Candie's Foundation
- Founded: June 2001
- Founder: Neil Cole
- Dissolved: 2017
- Type: Non-profit
- Website: candiesfoundation.org

= Candie's Foundation =

Defunct American non-profit organization

The Candie's Foundation, founded by CEO of Iconic Group Neil Cole, was a non-profit organization promoting abstinence-only education through paid advertising campaigns. After facing public criticism over financial decisions and stigmatizing campaigns, the Candie's Foundation rebranded as TheNext.Org in May 2016, then ceased operations in 2017. In 2019, the founder of Candie's Foundation, Neil Cole, was charged with accounting fraud between 2013 and 2014.

==History==
In 2001, Neil Cole, head of the fashion brand Candie's and an executive at Iconix Brand Group, founded The Candie's Foundation, in response to accusations that his clothing brand sexualized teenagers. The Candie's Foundation mission was to educate teenagers as to the risks and consequences of teen pregnancy.

The Candie's Foundation implemented national ad campaigns that discouraged teenagers from sexual activity. Fox News reports that the foundation "advocates for abstinence to prevent unwanted pregnancies." Actresses Jenny McCarthy and Hayden Panettiere, as well as teen mom Bristol Palin, have been paid "ambassadors" for the foundation. In 2009, Bristol Palin was paid $262,500 to participate in the campaign. More than 20 celebrities have been hired to participate in Candie's Foundation PSA campaigns, including Vanessa Hudgens, Usher, Macy Gray, Rihanna, Ciara, Amar'e Stoudemire, Ashanti Douglas, Lupe Fiasco, Jennifer Hudson, Michael Sorrentino, Kenneth Cole, Matt Garza, Hilary Duff, Ashley Tisdale, Ashlee Simpson, Fall Out Boy, Vanessa Minnillo, Natasha Bedingfield, Fergie, Elizabeth Berkley, Bruno Mars, Taylor Swift, and Destiny's Child.

The Candie's Foundation was an operating foundation rather than a grant-making foundation. However, the foundation has received criticism for spending more money on spokespeople than on grants to teen pregnancy health and counseling clinics.

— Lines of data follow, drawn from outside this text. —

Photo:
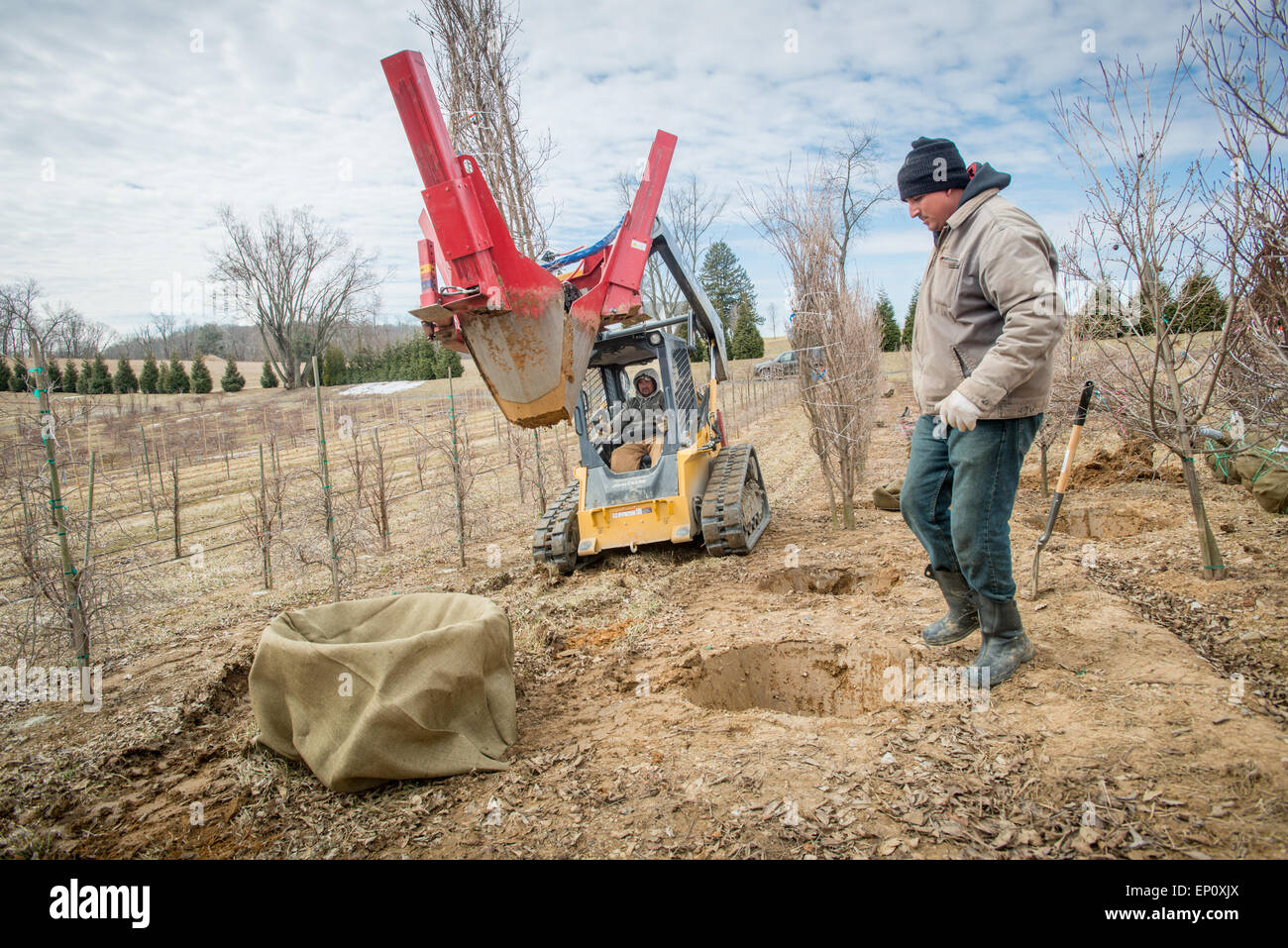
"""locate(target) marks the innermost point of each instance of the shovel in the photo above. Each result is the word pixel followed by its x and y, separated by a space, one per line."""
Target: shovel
pixel 1080 419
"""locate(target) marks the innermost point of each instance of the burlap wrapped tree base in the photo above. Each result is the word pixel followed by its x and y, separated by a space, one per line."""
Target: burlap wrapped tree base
pixel 393 687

After investigations in 2003, Neil Cole and Candie's reached an agreement to settle charges of fraudulent accounting practices brought against it by the Securities and Exchange Commission. Neil Cole agreed to pay $75,000 to settle charges without admitting or denying wrongdoing. In 2019, Cole was again charged with 10 criminal counts, including conspiracy, securities fraud, making false filings with the SEC and conspiracy to destroy records.

==Campaigns==
Celebrities that have participated in the campaigns include Hayden Panettiere, Beyoncé, Ciara, Fergie, Jenny McCarthy, Vanessa Minnillo, Ashley Tisdale, Hilary Duff, Ashlee Simpson, Fall Out Boy, Usher, Rachel Bilson, Bristol Palin, Teddy Geiger, Diggy Simmons, Lea Michele and Vanessa Hudgens.

==Event to prevent==
Each year The Candie's Foundation hosted the Event to Prevent to raise awareness about teen pregnancy in the United States. The event brought together leaders in the media, entertainment, business, and political worlds. The event raised money to support their marketing and advertising campaigns, and honored individuals who helped advance the Foundation's message.

==Criticism==
The organization has come under criticism. From the $1,242,476 donated by the public, $35,000 went to charities and a $262,500 paycheck was given to Bristol Palin for her role as an ambassador for their teen pregnancy prevention campaign in 2009, who again became pregnant out-of-wedlock to an unconfirmed father in 2015.

In 2013, a group of young mothers, including Gloria Malone and Natasha Vianna, petitioned Candie's to eliminate stigma, sexism, and racism from their teen pregnancy prevention campaigns and requested a meeting with Cole. While he publicly responded to their national campaign, he refused to speak to or meet with the young women.